The summer festival season doesn't have to end in September if the Obamas don't want it to. The White House announced the lineup for its first South by South Lawn music, film and interactive festival on Sunday, along with some special guests, including the young stars of the science-fiction hit show Stranger Things and the Oscar-winning Leonardo DiCaprio.
Millie Bobby Brown (Elle), Caleb McLaughlin (Lucas), Finn Wolfhard (Mike) and Gaten Matarazzo (Dustin) will appear alongside creators Matt and Ross Duffer during the student film portion of the White House festival, where students will premiere films based around the theme: "The World I Want to Live In." DiCaprio will premiere his new climate documentary, Before the Flood, and speak with President Obama and climate scientist Dr. Katharine Hayhoe on "the importance of protecting the one planet we've got for future generations," the White House wrote in its announcement.
The festival is inspired by the president's trip to this year's South by Southwest festival, where he became the first sitting president to keynote the annual event.
"In Austin, [President Obama] called on creative thinkers and entrepreneurs from across the country to help tackle our toughest challenges," the White House wrote. "On Monday, October 3, we're celebrating that spirit of innovation at South by South Lawn, a White House festival of ideas, art, and action."
Several interactive exhibits will allow attendees experience a virtual reality simulation of what it's like to be "locked up in solitary confinement" or give them a look at the future of cancer research.
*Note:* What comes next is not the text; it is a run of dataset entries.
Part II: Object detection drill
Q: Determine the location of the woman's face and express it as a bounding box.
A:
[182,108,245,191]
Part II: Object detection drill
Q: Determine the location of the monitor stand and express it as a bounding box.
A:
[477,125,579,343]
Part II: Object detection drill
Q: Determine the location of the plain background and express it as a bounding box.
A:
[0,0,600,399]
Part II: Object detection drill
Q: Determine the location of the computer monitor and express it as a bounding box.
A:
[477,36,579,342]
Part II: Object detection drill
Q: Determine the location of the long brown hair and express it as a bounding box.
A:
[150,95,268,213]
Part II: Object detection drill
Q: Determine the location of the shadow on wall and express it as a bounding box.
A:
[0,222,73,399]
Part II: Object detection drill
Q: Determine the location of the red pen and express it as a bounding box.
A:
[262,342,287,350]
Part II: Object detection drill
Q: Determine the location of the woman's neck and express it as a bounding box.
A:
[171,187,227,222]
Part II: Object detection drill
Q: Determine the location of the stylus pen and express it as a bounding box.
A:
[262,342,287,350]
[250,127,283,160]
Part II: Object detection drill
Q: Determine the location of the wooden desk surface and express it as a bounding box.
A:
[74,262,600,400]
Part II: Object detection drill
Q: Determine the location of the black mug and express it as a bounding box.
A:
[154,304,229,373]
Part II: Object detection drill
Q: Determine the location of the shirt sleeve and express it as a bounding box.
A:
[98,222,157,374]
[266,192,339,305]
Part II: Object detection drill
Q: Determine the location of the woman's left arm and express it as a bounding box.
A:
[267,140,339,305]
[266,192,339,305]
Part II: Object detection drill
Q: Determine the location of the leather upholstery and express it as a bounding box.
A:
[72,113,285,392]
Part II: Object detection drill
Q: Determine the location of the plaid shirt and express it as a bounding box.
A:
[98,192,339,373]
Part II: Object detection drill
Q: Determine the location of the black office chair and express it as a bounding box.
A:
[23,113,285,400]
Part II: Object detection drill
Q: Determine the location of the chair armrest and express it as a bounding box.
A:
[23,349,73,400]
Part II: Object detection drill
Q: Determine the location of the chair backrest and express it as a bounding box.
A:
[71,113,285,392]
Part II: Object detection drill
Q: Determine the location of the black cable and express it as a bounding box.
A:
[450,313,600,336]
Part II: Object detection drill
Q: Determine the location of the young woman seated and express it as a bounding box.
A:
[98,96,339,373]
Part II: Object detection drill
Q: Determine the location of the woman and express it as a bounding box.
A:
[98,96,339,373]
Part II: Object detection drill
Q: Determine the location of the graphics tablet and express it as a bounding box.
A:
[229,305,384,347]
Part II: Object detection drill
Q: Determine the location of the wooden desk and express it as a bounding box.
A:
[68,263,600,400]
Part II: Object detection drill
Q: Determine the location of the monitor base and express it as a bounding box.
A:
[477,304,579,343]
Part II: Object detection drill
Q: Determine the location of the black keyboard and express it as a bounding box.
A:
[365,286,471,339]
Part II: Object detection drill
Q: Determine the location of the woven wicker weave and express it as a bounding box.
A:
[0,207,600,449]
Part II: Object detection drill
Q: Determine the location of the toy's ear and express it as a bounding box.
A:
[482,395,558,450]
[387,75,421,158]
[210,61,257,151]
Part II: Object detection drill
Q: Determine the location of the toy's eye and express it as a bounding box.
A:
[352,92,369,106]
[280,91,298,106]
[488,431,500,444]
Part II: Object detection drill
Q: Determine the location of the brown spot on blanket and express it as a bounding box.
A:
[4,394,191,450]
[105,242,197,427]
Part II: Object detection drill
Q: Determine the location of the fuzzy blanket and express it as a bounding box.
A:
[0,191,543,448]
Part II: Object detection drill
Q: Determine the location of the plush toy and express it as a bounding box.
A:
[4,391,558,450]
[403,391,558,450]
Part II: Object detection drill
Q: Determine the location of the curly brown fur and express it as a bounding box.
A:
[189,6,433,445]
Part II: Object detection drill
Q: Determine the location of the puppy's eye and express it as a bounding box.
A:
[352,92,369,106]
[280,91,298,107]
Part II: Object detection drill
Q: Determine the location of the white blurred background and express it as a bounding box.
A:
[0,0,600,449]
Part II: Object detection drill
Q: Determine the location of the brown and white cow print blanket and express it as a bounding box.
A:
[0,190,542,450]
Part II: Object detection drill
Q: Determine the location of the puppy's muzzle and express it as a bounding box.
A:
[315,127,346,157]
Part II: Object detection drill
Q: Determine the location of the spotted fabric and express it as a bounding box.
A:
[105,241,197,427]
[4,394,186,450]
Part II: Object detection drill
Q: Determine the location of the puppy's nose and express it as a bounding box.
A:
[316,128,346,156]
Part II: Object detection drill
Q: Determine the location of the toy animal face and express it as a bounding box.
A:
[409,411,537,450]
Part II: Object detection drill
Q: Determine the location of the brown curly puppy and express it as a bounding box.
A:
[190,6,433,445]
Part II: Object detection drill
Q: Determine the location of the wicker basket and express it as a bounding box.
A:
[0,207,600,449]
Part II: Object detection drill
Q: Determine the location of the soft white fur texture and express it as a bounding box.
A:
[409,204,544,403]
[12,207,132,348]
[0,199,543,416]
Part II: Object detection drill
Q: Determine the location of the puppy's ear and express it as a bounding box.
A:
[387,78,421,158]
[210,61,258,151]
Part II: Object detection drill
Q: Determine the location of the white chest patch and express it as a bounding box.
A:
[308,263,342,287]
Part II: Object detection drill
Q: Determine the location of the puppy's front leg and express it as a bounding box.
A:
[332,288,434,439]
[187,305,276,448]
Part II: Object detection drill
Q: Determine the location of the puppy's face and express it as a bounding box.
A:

Musical guests will include The Lumineers, Sharon Jones & the Dap-Kings and DJ Beverly Bond, with more announcements promised soon.
It all goes down on Oct. 3. For those who can't be there the festival will stream live on the White House site, as well as on Facebook and YouTube. To gear up, watch President Obama's speech from this year's SXSW in which he advocated for a reimagining of the relationship government and the private sector "so that we use technology data, social media in order to join forces around problems," as he said.